Who am I and what do I do?
This concerns characters baseline identity, before they embark on an adventure that is the story.
for example: I am a teenager, single child, I go to school, party with my friends on weekends, and I sing in a choir.
What do I want?
What is the character’s goal in the story?
example: I want to sing in a band
What is the worst thing that could happen to me?
This is really useful because these “worst case scenarios” make for wonderful plot twists and turns.
example: I can lose my singing voice before the big concert.
Character Summary Sheet
This is the typical basic character sheet used for role playing or by visual artists. I find that it helps with making choices regarding more superficial characteristics such as dress style, social status, things like that.
Skin Issues (tattoos, birthmarks etc):
Home Life/Family type:
Country/Land of Origin:
Place in Time:
Name of Favorite Pet:
Some ideas for character arc
Here, you can jot down some plot elements, conflicts and their resolutions that make sense with regards to this particular character.

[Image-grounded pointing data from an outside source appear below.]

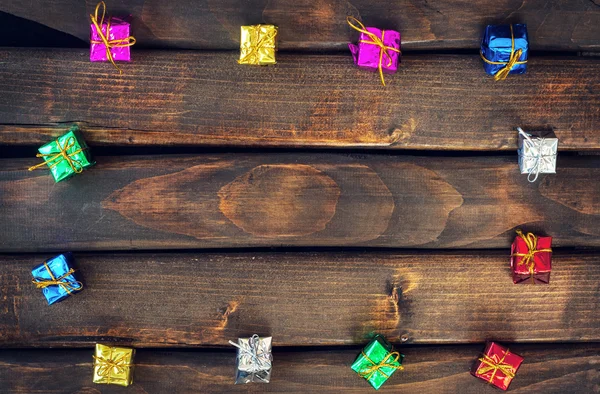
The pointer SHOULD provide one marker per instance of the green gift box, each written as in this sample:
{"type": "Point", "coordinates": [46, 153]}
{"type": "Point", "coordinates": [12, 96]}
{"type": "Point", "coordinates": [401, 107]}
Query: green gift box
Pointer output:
{"type": "Point", "coordinates": [377, 362]}
{"type": "Point", "coordinates": [65, 156]}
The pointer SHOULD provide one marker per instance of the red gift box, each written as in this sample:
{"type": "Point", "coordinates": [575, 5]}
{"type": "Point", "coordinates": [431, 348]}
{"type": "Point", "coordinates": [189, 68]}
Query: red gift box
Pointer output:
{"type": "Point", "coordinates": [531, 258]}
{"type": "Point", "coordinates": [497, 366]}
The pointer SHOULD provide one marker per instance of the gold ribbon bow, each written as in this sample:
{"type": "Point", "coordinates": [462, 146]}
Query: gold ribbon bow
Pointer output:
{"type": "Point", "coordinates": [118, 43]}
{"type": "Point", "coordinates": [374, 41]}
{"type": "Point", "coordinates": [367, 373]}
{"type": "Point", "coordinates": [68, 286]}
{"type": "Point", "coordinates": [528, 258]}
{"type": "Point", "coordinates": [491, 365]}
{"type": "Point", "coordinates": [117, 365]}
{"type": "Point", "coordinates": [255, 45]}
{"type": "Point", "coordinates": [512, 60]}
{"type": "Point", "coordinates": [57, 158]}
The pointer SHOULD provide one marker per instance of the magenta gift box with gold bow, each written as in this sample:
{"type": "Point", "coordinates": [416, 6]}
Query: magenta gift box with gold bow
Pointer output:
{"type": "Point", "coordinates": [531, 259]}
{"type": "Point", "coordinates": [376, 50]}
{"type": "Point", "coordinates": [110, 38]}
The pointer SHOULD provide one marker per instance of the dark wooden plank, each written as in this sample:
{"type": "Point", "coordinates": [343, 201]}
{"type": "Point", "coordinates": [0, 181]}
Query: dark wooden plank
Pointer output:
{"type": "Point", "coordinates": [191, 98]}
{"type": "Point", "coordinates": [296, 199]}
{"type": "Point", "coordinates": [321, 25]}
{"type": "Point", "coordinates": [548, 368]}
{"type": "Point", "coordinates": [157, 300]}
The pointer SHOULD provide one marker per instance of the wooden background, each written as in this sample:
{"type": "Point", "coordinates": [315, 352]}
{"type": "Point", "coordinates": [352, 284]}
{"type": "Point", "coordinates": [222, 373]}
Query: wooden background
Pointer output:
{"type": "Point", "coordinates": [303, 201]}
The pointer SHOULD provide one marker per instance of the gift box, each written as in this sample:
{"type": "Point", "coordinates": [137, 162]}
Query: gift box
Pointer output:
{"type": "Point", "coordinates": [258, 45]}
{"type": "Point", "coordinates": [537, 153]}
{"type": "Point", "coordinates": [377, 362]}
{"type": "Point", "coordinates": [497, 365]}
{"type": "Point", "coordinates": [254, 360]}
{"type": "Point", "coordinates": [504, 50]}
{"type": "Point", "coordinates": [109, 38]}
{"type": "Point", "coordinates": [113, 365]}
{"type": "Point", "coordinates": [531, 258]}
{"type": "Point", "coordinates": [376, 50]}
{"type": "Point", "coordinates": [65, 156]}
{"type": "Point", "coordinates": [56, 278]}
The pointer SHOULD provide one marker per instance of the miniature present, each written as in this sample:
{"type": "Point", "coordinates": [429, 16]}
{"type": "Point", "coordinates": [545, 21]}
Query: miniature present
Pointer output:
{"type": "Point", "coordinates": [113, 365]}
{"type": "Point", "coordinates": [109, 38]}
{"type": "Point", "coordinates": [56, 278]}
{"type": "Point", "coordinates": [258, 45]}
{"type": "Point", "coordinates": [377, 50]}
{"type": "Point", "coordinates": [377, 362]}
{"type": "Point", "coordinates": [504, 50]}
{"type": "Point", "coordinates": [497, 366]}
{"type": "Point", "coordinates": [65, 156]}
{"type": "Point", "coordinates": [254, 360]}
{"type": "Point", "coordinates": [531, 258]}
{"type": "Point", "coordinates": [537, 153]}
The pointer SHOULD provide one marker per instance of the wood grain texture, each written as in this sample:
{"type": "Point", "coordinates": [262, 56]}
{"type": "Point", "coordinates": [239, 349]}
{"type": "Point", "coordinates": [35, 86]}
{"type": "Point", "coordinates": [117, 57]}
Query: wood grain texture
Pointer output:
{"type": "Point", "coordinates": [158, 300]}
{"type": "Point", "coordinates": [321, 24]}
{"type": "Point", "coordinates": [296, 199]}
{"type": "Point", "coordinates": [183, 98]}
{"type": "Point", "coordinates": [548, 368]}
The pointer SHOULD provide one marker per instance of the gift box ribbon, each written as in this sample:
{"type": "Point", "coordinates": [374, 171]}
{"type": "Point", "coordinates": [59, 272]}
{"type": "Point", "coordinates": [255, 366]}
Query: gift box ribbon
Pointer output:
{"type": "Point", "coordinates": [54, 159]}
{"type": "Point", "coordinates": [512, 60]}
{"type": "Point", "coordinates": [108, 366]}
{"type": "Point", "coordinates": [374, 41]}
{"type": "Point", "coordinates": [538, 157]}
{"type": "Point", "coordinates": [367, 373]}
{"type": "Point", "coordinates": [258, 43]}
{"type": "Point", "coordinates": [260, 360]}
{"type": "Point", "coordinates": [528, 258]}
{"type": "Point", "coordinates": [68, 286]}
{"type": "Point", "coordinates": [118, 43]}
{"type": "Point", "coordinates": [490, 364]}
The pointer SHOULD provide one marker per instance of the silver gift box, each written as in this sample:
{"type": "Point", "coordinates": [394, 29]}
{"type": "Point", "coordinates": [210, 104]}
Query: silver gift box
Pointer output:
{"type": "Point", "coordinates": [254, 360]}
{"type": "Point", "coordinates": [537, 155]}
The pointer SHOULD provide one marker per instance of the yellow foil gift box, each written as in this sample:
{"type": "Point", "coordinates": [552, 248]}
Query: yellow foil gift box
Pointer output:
{"type": "Point", "coordinates": [258, 45]}
{"type": "Point", "coordinates": [113, 365]}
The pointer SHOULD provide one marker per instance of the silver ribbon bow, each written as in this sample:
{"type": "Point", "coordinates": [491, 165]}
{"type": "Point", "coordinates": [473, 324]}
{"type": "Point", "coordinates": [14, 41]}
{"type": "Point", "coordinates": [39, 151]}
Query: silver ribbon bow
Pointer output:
{"type": "Point", "coordinates": [536, 149]}
{"type": "Point", "coordinates": [254, 355]}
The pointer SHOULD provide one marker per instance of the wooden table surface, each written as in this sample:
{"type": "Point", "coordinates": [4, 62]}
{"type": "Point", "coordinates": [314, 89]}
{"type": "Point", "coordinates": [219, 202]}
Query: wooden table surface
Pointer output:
{"type": "Point", "coordinates": [302, 200]}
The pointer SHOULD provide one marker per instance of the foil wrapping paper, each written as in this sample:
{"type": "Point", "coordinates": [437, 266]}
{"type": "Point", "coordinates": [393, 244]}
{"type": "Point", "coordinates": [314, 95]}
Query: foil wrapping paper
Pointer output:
{"type": "Point", "coordinates": [59, 166]}
{"type": "Point", "coordinates": [497, 43]}
{"type": "Point", "coordinates": [58, 267]}
{"type": "Point", "coordinates": [366, 56]}
{"type": "Point", "coordinates": [542, 262]}
{"type": "Point", "coordinates": [113, 365]}
{"type": "Point", "coordinates": [539, 154]}
{"type": "Point", "coordinates": [502, 357]}
{"type": "Point", "coordinates": [377, 351]}
{"type": "Point", "coordinates": [254, 360]}
{"type": "Point", "coordinates": [118, 29]}
{"type": "Point", "coordinates": [258, 45]}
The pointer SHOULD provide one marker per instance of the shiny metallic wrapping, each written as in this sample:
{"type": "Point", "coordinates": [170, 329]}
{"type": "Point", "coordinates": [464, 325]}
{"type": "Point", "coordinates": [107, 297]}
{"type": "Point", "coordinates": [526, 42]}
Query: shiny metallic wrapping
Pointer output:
{"type": "Point", "coordinates": [56, 278]}
{"type": "Point", "coordinates": [258, 45]}
{"type": "Point", "coordinates": [254, 360]}
{"type": "Point", "coordinates": [113, 365]}
{"type": "Point", "coordinates": [75, 158]}
{"type": "Point", "coordinates": [497, 46]}
{"type": "Point", "coordinates": [537, 153]}
{"type": "Point", "coordinates": [497, 366]}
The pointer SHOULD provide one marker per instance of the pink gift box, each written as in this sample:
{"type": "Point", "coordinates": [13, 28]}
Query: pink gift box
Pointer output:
{"type": "Point", "coordinates": [366, 56]}
{"type": "Point", "coordinates": [118, 29]}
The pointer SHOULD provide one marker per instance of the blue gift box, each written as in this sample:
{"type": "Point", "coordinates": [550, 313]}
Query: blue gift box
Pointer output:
{"type": "Point", "coordinates": [56, 278]}
{"type": "Point", "coordinates": [497, 47]}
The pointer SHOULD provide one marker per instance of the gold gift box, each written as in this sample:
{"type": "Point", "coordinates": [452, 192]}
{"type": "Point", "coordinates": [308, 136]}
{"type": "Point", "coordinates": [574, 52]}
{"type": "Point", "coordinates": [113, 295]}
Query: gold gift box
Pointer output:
{"type": "Point", "coordinates": [113, 365]}
{"type": "Point", "coordinates": [257, 45]}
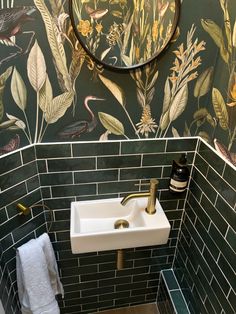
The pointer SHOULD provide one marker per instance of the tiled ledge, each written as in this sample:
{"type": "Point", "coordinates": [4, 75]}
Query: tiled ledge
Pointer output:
{"type": "Point", "coordinates": [170, 298]}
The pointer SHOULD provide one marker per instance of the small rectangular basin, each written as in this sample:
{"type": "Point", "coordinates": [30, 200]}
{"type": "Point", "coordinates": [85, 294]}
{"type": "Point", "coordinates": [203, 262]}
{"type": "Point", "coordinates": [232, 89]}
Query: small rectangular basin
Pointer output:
{"type": "Point", "coordinates": [92, 226]}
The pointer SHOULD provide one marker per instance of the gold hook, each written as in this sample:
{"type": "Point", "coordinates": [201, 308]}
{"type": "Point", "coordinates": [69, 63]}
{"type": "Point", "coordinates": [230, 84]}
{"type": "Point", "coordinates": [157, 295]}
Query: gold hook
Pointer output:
{"type": "Point", "coordinates": [24, 210]}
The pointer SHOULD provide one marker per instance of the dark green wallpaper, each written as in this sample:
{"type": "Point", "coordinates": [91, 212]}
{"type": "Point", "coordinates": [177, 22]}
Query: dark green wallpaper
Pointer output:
{"type": "Point", "coordinates": [50, 90]}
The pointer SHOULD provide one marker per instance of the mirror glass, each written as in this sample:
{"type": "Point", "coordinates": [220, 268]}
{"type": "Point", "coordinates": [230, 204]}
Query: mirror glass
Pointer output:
{"type": "Point", "coordinates": [124, 33]}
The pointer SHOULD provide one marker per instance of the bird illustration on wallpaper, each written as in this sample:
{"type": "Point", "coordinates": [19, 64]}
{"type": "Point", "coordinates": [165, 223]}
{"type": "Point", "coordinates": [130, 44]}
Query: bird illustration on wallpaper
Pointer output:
{"type": "Point", "coordinates": [75, 129]}
{"type": "Point", "coordinates": [12, 20]}
{"type": "Point", "coordinates": [224, 104]}
{"type": "Point", "coordinates": [48, 108]}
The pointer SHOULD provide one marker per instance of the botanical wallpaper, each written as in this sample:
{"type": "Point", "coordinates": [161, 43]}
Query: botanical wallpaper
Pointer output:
{"type": "Point", "coordinates": [51, 90]}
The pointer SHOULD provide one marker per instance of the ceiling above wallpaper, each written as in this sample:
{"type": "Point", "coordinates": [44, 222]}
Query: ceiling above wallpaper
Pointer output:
{"type": "Point", "coordinates": [51, 90]}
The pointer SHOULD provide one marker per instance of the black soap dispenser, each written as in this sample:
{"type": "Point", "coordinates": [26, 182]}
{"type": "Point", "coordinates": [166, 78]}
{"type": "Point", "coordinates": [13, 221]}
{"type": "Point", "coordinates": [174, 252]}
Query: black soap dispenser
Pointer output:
{"type": "Point", "coordinates": [179, 175]}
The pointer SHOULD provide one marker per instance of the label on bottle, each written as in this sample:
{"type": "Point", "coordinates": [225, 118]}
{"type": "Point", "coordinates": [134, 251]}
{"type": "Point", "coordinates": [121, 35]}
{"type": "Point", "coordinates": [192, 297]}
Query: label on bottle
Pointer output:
{"type": "Point", "coordinates": [178, 186]}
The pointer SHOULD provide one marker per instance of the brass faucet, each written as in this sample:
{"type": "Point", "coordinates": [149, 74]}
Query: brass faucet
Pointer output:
{"type": "Point", "coordinates": [150, 209]}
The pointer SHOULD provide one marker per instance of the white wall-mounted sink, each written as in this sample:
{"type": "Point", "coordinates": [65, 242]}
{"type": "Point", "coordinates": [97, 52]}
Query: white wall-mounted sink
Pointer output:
{"type": "Point", "coordinates": [92, 226]}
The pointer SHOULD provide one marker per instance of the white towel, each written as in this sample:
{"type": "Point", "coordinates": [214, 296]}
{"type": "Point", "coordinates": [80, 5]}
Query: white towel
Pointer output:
{"type": "Point", "coordinates": [35, 268]}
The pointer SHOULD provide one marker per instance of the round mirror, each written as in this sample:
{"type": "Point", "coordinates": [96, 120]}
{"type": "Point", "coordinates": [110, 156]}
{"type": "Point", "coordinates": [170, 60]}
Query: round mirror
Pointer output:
{"type": "Point", "coordinates": [124, 34]}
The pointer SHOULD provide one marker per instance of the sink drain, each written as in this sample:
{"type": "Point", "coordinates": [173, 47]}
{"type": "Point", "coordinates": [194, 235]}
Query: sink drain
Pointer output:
{"type": "Point", "coordinates": [121, 224]}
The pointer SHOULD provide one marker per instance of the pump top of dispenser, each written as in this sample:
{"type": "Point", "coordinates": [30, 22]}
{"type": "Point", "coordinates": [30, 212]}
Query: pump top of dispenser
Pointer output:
{"type": "Point", "coordinates": [183, 159]}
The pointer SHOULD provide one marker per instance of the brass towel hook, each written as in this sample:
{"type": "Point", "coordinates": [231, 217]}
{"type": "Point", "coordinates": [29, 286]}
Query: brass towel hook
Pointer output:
{"type": "Point", "coordinates": [23, 210]}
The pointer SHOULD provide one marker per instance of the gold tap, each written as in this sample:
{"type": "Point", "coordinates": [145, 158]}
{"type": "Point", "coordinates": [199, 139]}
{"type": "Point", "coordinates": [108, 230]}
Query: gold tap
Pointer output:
{"type": "Point", "coordinates": [151, 197]}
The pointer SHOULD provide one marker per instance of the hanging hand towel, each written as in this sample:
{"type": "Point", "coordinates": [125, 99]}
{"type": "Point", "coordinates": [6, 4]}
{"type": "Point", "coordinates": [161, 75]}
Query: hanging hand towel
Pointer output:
{"type": "Point", "coordinates": [46, 245]}
{"type": "Point", "coordinates": [36, 292]}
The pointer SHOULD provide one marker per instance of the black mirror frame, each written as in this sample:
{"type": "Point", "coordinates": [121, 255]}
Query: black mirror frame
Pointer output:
{"type": "Point", "coordinates": [133, 67]}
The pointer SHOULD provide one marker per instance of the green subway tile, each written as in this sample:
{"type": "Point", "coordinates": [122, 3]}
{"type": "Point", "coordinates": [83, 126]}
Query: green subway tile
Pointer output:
{"type": "Point", "coordinates": [18, 175]}
{"type": "Point", "coordinates": [96, 176]}
{"type": "Point", "coordinates": [167, 195]}
{"type": "Point", "coordinates": [195, 189]}
{"type": "Point", "coordinates": [225, 190]}
{"type": "Point", "coordinates": [169, 204]}
{"type": "Point", "coordinates": [3, 215]}
{"type": "Point", "coordinates": [209, 291]}
{"type": "Point", "coordinates": [231, 238]}
{"type": "Point", "coordinates": [206, 238]}
{"type": "Point", "coordinates": [73, 190]}
{"type": "Point", "coordinates": [59, 203]}
{"type": "Point", "coordinates": [96, 197]}
{"type": "Point", "coordinates": [96, 275]}
{"type": "Point", "coordinates": [106, 258]}
{"type": "Point", "coordinates": [6, 242]}
{"type": "Point", "coordinates": [12, 194]}
{"type": "Point", "coordinates": [174, 214]}
{"type": "Point", "coordinates": [162, 159]}
{"type": "Point", "coordinates": [226, 211]}
{"type": "Point", "coordinates": [211, 158]}
{"type": "Point", "coordinates": [46, 192]}
{"type": "Point", "coordinates": [33, 183]}
{"type": "Point", "coordinates": [56, 179]}
{"type": "Point", "coordinates": [42, 167]}
{"type": "Point", "coordinates": [53, 151]}
{"type": "Point", "coordinates": [201, 164]}
{"type": "Point", "coordinates": [222, 245]}
{"type": "Point", "coordinates": [170, 279]}
{"type": "Point", "coordinates": [28, 227]}
{"type": "Point", "coordinates": [209, 306]}
{"type": "Point", "coordinates": [166, 171]}
{"type": "Point", "coordinates": [97, 291]}
{"type": "Point", "coordinates": [117, 187]}
{"type": "Point", "coordinates": [71, 164]}
{"type": "Point", "coordinates": [221, 297]}
{"type": "Point", "coordinates": [28, 199]}
{"type": "Point", "coordinates": [28, 154]}
{"type": "Point", "coordinates": [95, 149]}
{"type": "Point", "coordinates": [195, 233]}
{"type": "Point", "coordinates": [232, 300]}
{"type": "Point", "coordinates": [114, 281]}
{"type": "Point", "coordinates": [62, 214]}
{"type": "Point", "coordinates": [179, 303]}
{"type": "Point", "coordinates": [10, 162]}
{"type": "Point", "coordinates": [205, 185]}
{"type": "Point", "coordinates": [215, 270]}
{"type": "Point", "coordinates": [218, 220]}
{"type": "Point", "coordinates": [181, 145]}
{"type": "Point", "coordinates": [118, 162]}
{"type": "Point", "coordinates": [140, 173]}
{"type": "Point", "coordinates": [143, 146]}
{"type": "Point", "coordinates": [230, 176]}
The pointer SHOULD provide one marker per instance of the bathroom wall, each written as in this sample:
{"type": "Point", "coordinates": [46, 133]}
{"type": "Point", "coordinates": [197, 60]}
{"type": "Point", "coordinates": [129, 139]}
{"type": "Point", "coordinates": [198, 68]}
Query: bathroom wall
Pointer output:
{"type": "Point", "coordinates": [205, 257]}
{"type": "Point", "coordinates": [134, 101]}
{"type": "Point", "coordinates": [91, 170]}
{"type": "Point", "coordinates": [19, 182]}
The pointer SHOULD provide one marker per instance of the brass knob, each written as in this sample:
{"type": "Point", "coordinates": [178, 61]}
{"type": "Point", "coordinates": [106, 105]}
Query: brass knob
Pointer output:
{"type": "Point", "coordinates": [24, 210]}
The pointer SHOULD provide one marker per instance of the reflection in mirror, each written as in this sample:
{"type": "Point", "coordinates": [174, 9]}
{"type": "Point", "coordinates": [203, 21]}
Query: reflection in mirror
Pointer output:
{"type": "Point", "coordinates": [124, 33]}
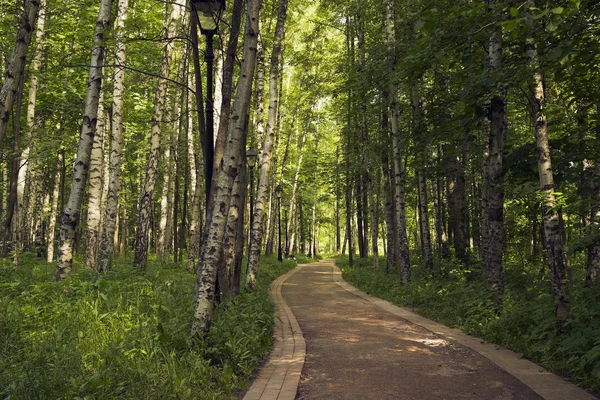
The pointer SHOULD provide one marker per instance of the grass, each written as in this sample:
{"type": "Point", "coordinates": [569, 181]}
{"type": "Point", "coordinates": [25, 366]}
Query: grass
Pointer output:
{"type": "Point", "coordinates": [524, 322]}
{"type": "Point", "coordinates": [125, 335]}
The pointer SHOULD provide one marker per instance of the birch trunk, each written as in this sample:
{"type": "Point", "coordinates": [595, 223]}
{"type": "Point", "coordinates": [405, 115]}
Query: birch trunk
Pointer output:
{"type": "Point", "coordinates": [147, 194]}
{"type": "Point", "coordinates": [256, 234]}
{"type": "Point", "coordinates": [95, 192]}
{"type": "Point", "coordinates": [70, 216]}
{"type": "Point", "coordinates": [54, 209]}
{"type": "Point", "coordinates": [402, 252]}
{"type": "Point", "coordinates": [423, 211]}
{"type": "Point", "coordinates": [116, 148]}
{"type": "Point", "coordinates": [593, 262]}
{"type": "Point", "coordinates": [226, 93]}
{"type": "Point", "coordinates": [215, 227]}
{"type": "Point", "coordinates": [196, 189]}
{"type": "Point", "coordinates": [227, 266]}
{"type": "Point", "coordinates": [552, 227]}
{"type": "Point", "coordinates": [163, 241]}
{"type": "Point", "coordinates": [27, 174]}
{"type": "Point", "coordinates": [259, 106]}
{"type": "Point", "coordinates": [485, 190]}
{"type": "Point", "coordinates": [374, 211]}
{"type": "Point", "coordinates": [16, 63]}
{"type": "Point", "coordinates": [293, 193]}
{"type": "Point", "coordinates": [498, 128]}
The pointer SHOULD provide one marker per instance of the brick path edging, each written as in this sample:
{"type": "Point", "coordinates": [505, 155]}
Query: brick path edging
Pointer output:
{"type": "Point", "coordinates": [279, 378]}
{"type": "Point", "coordinates": [544, 383]}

for example: after losing her voice, the heroine falls into depths of depression. She can’t believe her luck, considers her life over. She plummets deep into self destructive lifestyle (smoking, alcohol, parties). But the loss of her voice in fact foreshadowed a more serious health problem - severe asthma - which is only made worse by the bad lifestyle choices. After a sudden and severe asthma attack, the heroine ends up fighting for her life in the hospital, promising herself to sort out her life if she manages to stay alive. Her misfortune now seems like a dream come true compared to the awful circumstance she found herself in. After many trials and tribulations, she learns to appreciate small things in life, learns to be modest and grateful. She sorts her life out and ends up getting back her singing voice, which is now even better than before.